Tolerance of Mycobacterium tuberculosis to antibiotics has been associated with its tendency to grow in cell aggregates known as biofilms. These biofilms consist of layers of cells covered by a lipid-rich extracellular polymeric substance. Biofilms favor the persistence of M. tuberculosis in the body by physically shielding the bacilli from antibiotics; providing a platform for sharing resistance genes and harboring mycolic acids, which are an important carbon source for M. tuberculosis in the ‘persister state’. It is important therefore to target biofilms when treating persistent tuberculosis. The aim of this study, therefore, was to evaluate the activity of mycobacteriophages on M. tuberculosis biofilms.
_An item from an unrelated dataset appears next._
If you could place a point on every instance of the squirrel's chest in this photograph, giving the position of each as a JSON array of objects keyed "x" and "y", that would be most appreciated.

A laboratory-based experimental design was used to carry out the study. Mycobacteriophages were isolated using both direct spot test and enrichment methods from soil and sewage samples collected along the Nakivubo channel in Luzira-Kampala. The phages were characterized based on their plaque morphologies, adsorption rate, burst time, and burst sizes. Mycobacteriophage host range was determined using the spot test on sixty clinical isolates obtained from both the pulmonary and extra-pulmonary niches of the body. Phage susceptible Mtb isolates were grown in 7H9 broth on MBEC plates for one and two weeks to establish active (immature) and mature biofilms respectively. The biofilms were treated with a cocktail of three phages at five multiplicities of infection for one week. The residual biofilm mass was measured as optical density (600nm) of the biofilm-associated dye following crystal violet staining. Phage anti-biofilm activity was expressed as a percentage of reduction in the biofilm mass of the no phage treated cultures. Phages reduced biofilm formation by up to 40% in active biofilms and up to 30% in mature biofilms. The phage anti-biofilm activity was directly proportional to the multiplicity of infection used. There was no significant difference in the anti-biofilm activity among pulmonary and extra-pulmonary M. tuberculosis isolates. However, pulmonary M. tuberculosis isolates were more susceptible to bacteriophage infection compared to the extra-pulmonary isolates. This study demonstrated the potential of mycobacteriophages as anti-biofilm agents. Further research is required to understand the mechanisms through which the phages inhibit and disrupt biofilm formation.